Movida e Covid fra assembramenti e alcolici: la difficile ricerca di un equilibrio

Primo sabato di 'libertà regolata' in centro storico, fra vecchi e nuovi problemi

La situazione in Piazza dei Cavalieri alle 2 di mattina

La tanto discussa convivenza con il Coronavirus, con le misure di tutela volte alla sua prevenzione per meglio dire, entra nel vivo. Si può parlare ora davvero di 'fase 2': è iniziato il confronto con il consueto problema della gestione della movida. Quello appena trascorso è stato il primo sabato di operatività della nuova ordinanza del Comune di Pisa volta a regolare la vendita di alcolici e gli orari di apertura dei locali. Lo stop all'asporto alle 19 e la chiusura alle 24 hanno già ricevuto una prima bocciatura dalle associazioni di categoria

Lo scenario è nuovo, le caratteristiche del fenomeno quelle tradizionali. Come è andata quindi? Ad un primo impatto, girando per le vie del centro storico di Pisa, è sembrato vivere una normale serata pre-estiva, con un buon numero giovani e giovanissimi sui Lungarni e nelle piazze cittadine, in particolare dopo cena. La voglia di uscire è certamente tanta, come quella di ripartire per gli esercizi commerciali, seppure il recente passato ha registrato mesi di lockdown e 85 morti negli ospedali della provincia pisana.

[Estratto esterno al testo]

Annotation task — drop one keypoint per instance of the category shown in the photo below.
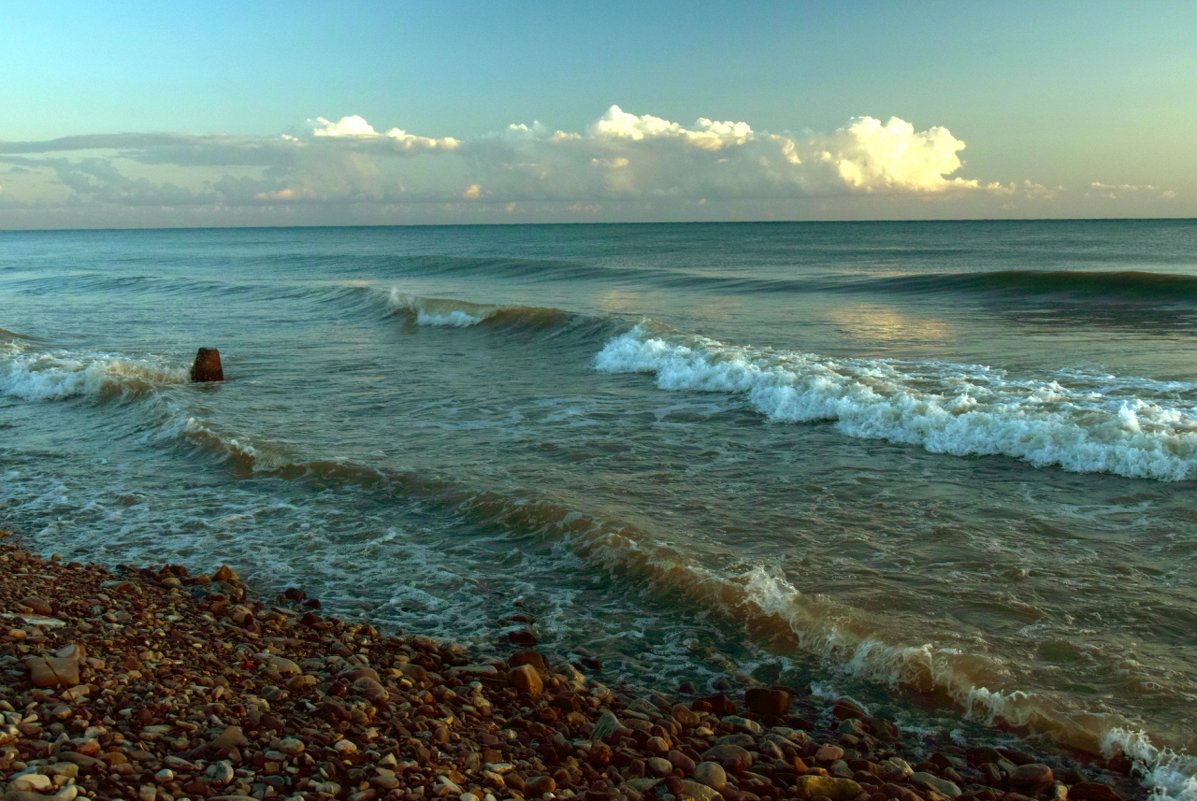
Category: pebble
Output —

Non sono mancati evidenti assembramenti, mascherine molto meno indossate. "Ho visto - racconta Matteo Anconetani, imprenditore con locali sul Lungarno Mediceo - ragazzi ubriachi, sfatti, tanti tutti insieme senza mascherine. Sono scoppiate risse tra lungarno e via Rigattieri. All'una c'erano attività ancora aperte che davano tranquillamente bere d'asporto. C'è un problema sicuramente culturale, di ignoranza, ma anche esercenti furbi che non rispettano le regole". "Io - prosegue Matteo - alle 24 ho fatto alzare i miei clienti in Piazza Cairoli, poi ti vedi passare i ragazzi con le birre da 66 per strada. Dopo mezzanotte non c'erano più forze dell'ordine. Cosa si fanno a fare le ordinanze se poi non si riesce a farle rispettare?".

"Il mio non è un attacco - sottolinea l'imprenditore - sono d'accordo con l'impostazione dell'ordinanza. Credo vada modificata, perché è un po' estrema: non è giusto 'punire' tutti perché non si riesce a risolvere la situazione. I locali aperti sono anche presidio di sicurezza e non vedo perché una persona non possa andare a prendersi un caffé al bar all'una... Servirebbe un coordinamento fra tutte le forze in campo, dal Comune alle forze dell'ordine, per riuscire a far rispettare le regole".

Gli imprenditori storici del gruppo Horeca scrivono su Facebook, mostrando Piazza dei Cavalieri con almeno un centinaio di ragazzi: "Ore una. Qui non ci sono Bar/Ristoranti/Pub. Vediamo solo assembramenti e bottiglie per terra. Secondo la recente ordinanza i bar sono già chiusi da un ora e hanno mandato a casa il personale dipendente. Il problema persiste. Per proprietà transitiva... Il problema sono quindi le aziende? Prima si prende consapevolezza di dove sia la fonte del problema e prima si salveranno centinaia di posti di lavoro, questo non è più un gioco". L'abusivismo resta quindi un problema centrale. La differenza poi, sull'aspetto sanitario, la fa il comportamento responsabile.